Schlatter, Adolf - Einleitung in die Bibel - Das Buch Nehemia

Der Bau der Mauern durch Nehemia. Neh. 1-7.

Dreizehn Jahre nach Esra, a. 445, entschließt sich Nehemia, der als Mundschenk dem persischen Hofe zugehörte, nach Jerusalem zu ziehen, weil er hört, daß die Stadt noch immer ohne Mauer und Thore ist. Er hält zuerst in einem reumütigen Gebete Gott seine Verheißung vor und bittet, daß er ihm die Gunst des Königs zuwende. Sein Gebet wird erhört. Artaxerxes entläßt ihn gnädig und weist die Beamten an, ihm das Holz zum Bau zu liefern. 1,1-2,10.

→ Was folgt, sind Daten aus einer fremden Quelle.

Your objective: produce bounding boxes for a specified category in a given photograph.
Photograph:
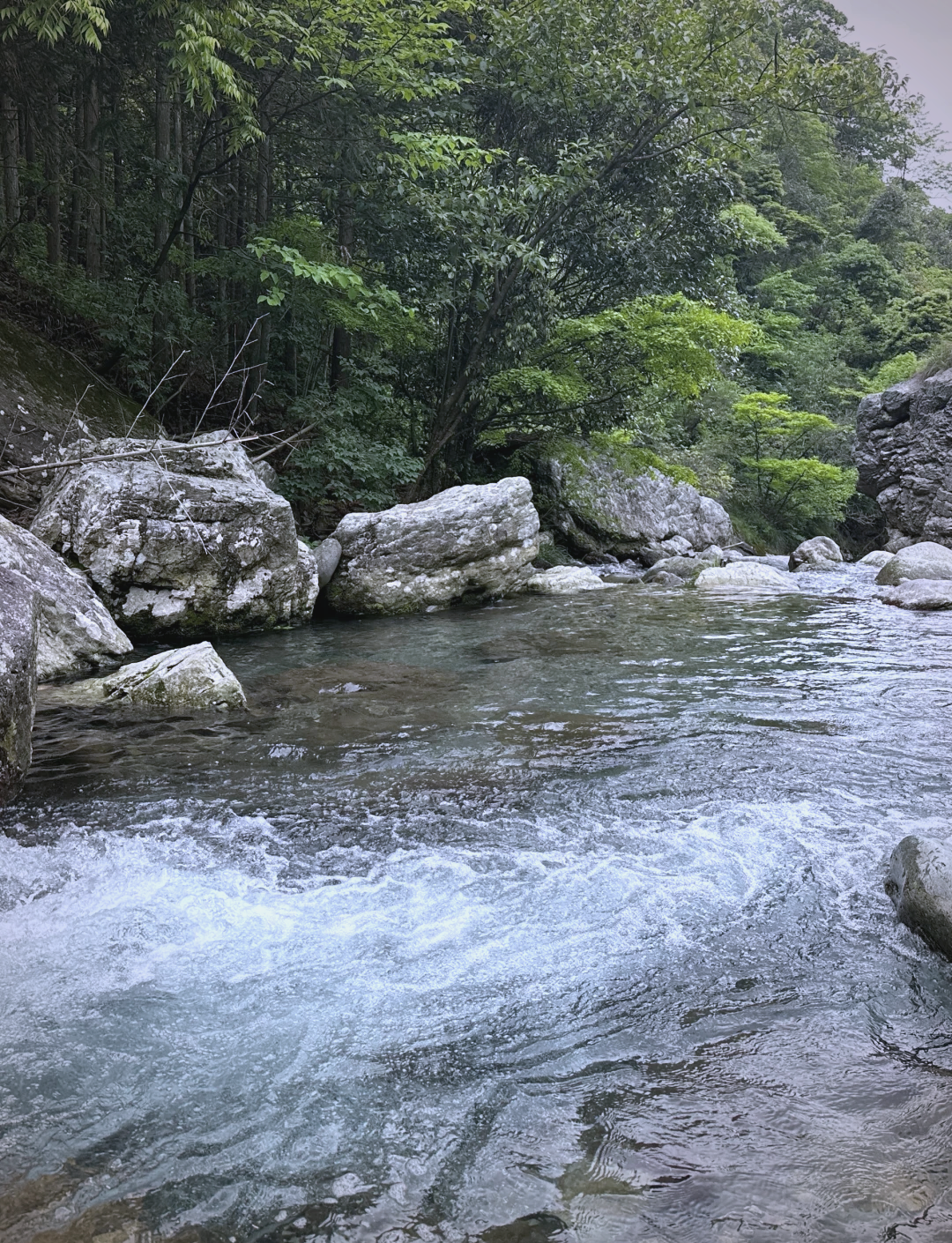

Nach seiner Ankunft wandert er nachts um die zerfallene Mauer herum und beruft sodann die Häupter der Stadt zum Bau. Die mächtigen Männer von Samarien setzen sich dem Werke sofort feindlich entgegen. Zunächst spotten sie. 2, 11-20.

Die Mauer wird in Lose verteilt und an allen Stellen begonnen. Nehemia gibt das Verzeichnis derer, die an den Bau Hand anlegten. 3, 1-32.

Die Feinde spotten nicht nur, sondern drohen mit Gewalt. Das Volk muß in den Waffen arbeiten. 3, 33-4. 17.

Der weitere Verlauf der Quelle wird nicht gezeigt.